« Sous chaque pensée gît un affect. »

écrit Nietzsche dans les Fragments posthumes.

La philosophie de Nietzsche procède à une déconstruction de la notion de sujet en suivant le « fil conducteur du corps » et de l'affectivité.

Cette déconstruction passe :

1. par une critique philologique, notamment du cogito cartésien :

« Quelque chose pense, mais croire que ce quelque chose est l’antique et fameux moi, c’est une pure supposition, une affirmation peut-être, mais ce n’est certainement pas une certitude immédiate. » (Par-delà bien et mal, §17)

L'inférence, à partir de la conscience d'une pensée, de l'idée d'un sujet qui porte et maîtrise cette pensée est hâtive : elle déduit de la structure grammaticale du langage l'existence d'un sujet unique, transparent à lui-même substantiel.

2. par une approche généalogique de la conscience (au sens d'une conscience réflexive qui peut se prendre pour objet), qui apparaît comme dérivée du « besoin de communication » de l'homme au sein de la société : 

étant l’animal qui courait le plus de dangers, [l'homme] avait besoin d’aide et de protection, il avait besoin de ses semblables, il était forcé de savoir exprimer sa détresse, de savoir se rendre intelligible — et pour tout cela il lui fallait d’abord la « conscience », il lui fallait « savoir » lui-même ce qui lui manque, « savoir » quelle est sa disposition d’esprit, « savoir » ce qu’il pense. (Gai Savoir, § 354)

Contrairement donc à une pensée héritée d'Augustin, Nietzsche propose de distinguer la conscience de la pensée (il existe une pensée inconsciente) et de rapporter la conscience à un fait plus collectif qu'individuel.

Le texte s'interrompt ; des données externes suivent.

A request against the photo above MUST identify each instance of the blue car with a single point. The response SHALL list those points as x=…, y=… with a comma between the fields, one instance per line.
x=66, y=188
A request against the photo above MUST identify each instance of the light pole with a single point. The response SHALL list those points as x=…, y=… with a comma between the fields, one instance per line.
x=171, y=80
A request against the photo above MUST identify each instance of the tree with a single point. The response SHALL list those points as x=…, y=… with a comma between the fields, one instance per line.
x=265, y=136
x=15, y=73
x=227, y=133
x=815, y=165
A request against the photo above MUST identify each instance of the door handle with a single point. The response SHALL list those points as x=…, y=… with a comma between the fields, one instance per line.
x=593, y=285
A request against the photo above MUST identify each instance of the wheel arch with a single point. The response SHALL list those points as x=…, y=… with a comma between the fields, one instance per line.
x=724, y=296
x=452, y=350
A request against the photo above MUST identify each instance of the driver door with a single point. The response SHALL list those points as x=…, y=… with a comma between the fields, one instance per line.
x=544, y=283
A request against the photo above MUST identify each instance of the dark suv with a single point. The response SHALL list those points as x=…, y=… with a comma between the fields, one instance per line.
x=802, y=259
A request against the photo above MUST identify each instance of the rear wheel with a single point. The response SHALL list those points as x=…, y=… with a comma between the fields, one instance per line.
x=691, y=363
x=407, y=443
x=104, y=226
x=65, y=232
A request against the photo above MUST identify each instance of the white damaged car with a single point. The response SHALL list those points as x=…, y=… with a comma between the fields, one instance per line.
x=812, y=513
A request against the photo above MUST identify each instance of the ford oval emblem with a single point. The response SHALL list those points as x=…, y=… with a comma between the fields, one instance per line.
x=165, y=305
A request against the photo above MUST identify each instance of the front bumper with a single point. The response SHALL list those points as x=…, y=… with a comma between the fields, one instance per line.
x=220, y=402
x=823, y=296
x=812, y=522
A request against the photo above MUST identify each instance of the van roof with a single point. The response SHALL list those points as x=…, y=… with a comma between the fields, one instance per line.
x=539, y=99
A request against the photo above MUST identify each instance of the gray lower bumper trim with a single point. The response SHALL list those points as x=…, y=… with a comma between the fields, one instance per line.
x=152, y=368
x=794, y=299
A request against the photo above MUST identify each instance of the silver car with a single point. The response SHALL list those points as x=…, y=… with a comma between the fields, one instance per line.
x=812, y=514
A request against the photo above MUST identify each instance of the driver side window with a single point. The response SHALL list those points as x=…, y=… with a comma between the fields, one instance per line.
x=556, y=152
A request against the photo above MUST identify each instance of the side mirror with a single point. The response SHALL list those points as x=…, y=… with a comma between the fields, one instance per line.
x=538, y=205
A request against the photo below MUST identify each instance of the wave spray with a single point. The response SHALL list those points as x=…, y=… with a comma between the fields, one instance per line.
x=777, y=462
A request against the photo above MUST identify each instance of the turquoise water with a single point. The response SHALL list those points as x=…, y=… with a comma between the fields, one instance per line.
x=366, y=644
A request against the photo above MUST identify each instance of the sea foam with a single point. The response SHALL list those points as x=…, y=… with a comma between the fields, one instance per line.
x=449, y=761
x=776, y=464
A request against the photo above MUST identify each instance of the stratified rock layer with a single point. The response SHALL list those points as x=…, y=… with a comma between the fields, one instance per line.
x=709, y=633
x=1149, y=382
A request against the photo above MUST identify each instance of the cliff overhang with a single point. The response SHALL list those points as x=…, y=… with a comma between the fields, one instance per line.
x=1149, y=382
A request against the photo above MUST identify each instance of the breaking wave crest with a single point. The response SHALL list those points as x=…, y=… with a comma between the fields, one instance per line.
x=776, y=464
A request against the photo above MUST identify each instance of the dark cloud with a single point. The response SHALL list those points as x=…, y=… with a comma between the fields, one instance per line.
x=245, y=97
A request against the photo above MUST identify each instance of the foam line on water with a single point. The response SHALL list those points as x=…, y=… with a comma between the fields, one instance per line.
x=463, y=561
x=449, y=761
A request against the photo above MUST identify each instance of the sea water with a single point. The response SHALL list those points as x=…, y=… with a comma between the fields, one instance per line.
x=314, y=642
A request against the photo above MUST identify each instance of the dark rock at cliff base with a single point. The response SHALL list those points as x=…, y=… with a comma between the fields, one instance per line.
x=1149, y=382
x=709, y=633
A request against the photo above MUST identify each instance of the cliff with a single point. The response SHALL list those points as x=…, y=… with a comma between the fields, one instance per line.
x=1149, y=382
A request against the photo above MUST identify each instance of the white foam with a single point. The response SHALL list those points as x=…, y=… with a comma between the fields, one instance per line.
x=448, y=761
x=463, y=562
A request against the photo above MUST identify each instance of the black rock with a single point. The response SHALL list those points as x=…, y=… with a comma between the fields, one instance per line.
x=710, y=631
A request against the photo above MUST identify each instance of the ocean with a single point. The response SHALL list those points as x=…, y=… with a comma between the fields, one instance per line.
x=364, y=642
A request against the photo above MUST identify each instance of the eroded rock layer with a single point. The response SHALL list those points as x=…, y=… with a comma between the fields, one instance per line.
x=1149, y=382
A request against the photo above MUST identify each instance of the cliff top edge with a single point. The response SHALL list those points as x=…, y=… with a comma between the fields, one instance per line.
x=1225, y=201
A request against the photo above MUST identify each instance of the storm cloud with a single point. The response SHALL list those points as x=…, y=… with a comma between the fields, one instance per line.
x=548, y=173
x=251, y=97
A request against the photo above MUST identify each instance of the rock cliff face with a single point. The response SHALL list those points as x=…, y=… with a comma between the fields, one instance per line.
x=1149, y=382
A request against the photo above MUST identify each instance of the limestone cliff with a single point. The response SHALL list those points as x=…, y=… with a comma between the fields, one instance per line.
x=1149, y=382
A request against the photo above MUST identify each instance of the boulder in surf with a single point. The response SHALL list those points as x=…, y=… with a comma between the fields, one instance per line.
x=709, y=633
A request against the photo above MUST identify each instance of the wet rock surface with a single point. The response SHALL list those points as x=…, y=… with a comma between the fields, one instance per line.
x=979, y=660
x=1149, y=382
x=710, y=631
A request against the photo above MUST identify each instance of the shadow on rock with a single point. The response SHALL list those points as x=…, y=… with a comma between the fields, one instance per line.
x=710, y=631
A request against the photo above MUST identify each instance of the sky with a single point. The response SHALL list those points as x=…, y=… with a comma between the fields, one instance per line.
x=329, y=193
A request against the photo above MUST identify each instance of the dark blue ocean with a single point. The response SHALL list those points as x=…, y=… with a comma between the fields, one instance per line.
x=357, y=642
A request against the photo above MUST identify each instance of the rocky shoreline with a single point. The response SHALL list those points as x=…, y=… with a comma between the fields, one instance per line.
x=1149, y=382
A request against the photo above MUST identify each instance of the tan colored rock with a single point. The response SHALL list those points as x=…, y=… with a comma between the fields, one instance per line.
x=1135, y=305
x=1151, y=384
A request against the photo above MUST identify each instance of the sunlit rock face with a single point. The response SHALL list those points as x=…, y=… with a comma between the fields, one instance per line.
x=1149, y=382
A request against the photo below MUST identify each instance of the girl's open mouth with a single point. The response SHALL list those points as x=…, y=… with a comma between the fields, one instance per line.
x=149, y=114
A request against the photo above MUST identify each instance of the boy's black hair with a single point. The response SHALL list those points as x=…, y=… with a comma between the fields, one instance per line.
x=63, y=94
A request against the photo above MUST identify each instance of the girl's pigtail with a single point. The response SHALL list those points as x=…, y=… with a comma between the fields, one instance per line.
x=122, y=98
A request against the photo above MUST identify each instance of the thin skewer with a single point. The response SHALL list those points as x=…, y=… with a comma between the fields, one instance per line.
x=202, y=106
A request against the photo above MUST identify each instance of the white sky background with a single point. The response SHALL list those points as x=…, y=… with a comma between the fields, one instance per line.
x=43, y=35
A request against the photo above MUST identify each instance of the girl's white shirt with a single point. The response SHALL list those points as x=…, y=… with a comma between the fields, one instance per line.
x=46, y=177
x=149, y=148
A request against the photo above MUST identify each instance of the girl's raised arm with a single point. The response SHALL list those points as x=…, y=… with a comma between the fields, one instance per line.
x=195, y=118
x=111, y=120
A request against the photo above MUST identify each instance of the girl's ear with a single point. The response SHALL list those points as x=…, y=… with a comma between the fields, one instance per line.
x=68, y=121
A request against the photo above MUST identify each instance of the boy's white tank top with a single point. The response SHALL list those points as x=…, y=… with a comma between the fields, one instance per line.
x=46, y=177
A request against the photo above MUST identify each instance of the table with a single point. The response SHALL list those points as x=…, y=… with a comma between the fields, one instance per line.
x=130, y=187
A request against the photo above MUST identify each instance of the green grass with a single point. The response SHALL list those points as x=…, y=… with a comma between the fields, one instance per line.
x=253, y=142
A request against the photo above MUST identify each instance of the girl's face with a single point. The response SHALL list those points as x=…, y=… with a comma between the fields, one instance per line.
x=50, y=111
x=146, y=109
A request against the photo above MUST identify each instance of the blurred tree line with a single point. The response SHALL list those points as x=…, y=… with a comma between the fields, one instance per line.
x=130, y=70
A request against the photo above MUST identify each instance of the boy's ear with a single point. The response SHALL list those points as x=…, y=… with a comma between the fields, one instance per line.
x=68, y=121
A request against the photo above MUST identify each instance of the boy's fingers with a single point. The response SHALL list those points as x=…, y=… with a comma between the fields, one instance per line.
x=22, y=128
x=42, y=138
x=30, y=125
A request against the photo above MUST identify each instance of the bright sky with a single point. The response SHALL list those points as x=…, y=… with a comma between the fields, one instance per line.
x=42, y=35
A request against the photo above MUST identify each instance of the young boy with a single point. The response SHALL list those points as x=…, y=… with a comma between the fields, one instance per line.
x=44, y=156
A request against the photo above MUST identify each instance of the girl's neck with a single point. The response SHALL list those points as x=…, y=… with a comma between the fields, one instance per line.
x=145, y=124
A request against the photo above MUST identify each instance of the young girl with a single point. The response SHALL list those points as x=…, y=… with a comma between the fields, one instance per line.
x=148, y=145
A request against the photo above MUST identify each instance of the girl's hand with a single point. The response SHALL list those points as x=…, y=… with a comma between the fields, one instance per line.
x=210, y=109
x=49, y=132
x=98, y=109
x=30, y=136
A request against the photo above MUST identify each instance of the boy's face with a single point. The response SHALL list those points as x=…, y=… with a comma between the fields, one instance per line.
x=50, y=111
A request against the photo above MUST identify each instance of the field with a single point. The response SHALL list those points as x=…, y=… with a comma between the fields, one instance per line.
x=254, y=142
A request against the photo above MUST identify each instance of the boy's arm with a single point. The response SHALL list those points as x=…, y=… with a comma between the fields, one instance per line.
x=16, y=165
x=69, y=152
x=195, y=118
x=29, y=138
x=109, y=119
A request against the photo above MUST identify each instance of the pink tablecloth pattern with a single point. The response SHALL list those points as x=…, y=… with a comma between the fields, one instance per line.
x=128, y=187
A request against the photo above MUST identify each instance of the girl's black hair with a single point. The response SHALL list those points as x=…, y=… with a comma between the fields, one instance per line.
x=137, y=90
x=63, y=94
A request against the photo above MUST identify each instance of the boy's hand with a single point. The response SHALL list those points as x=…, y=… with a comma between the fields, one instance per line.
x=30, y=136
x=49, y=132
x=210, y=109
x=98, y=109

La conscience devient alors un effet de « surface » (Gai Savoir, §354), une représentation déformée d'un champ de forces, d'un complexe d'instincts et d'affects qui caractérisent notre vie infra-consciente et corporelle. Ce « monde inconnu du sujet » n'est représenté que fragmentairement par la conscience qui, en interprétant ces instincts, les transforment (Aurore, § 115-117). L'acte de se connaître ne traduit pas de manière transparente le sujet, mais fait partie d'une conscience qui est en elle-même processus et métamorphose.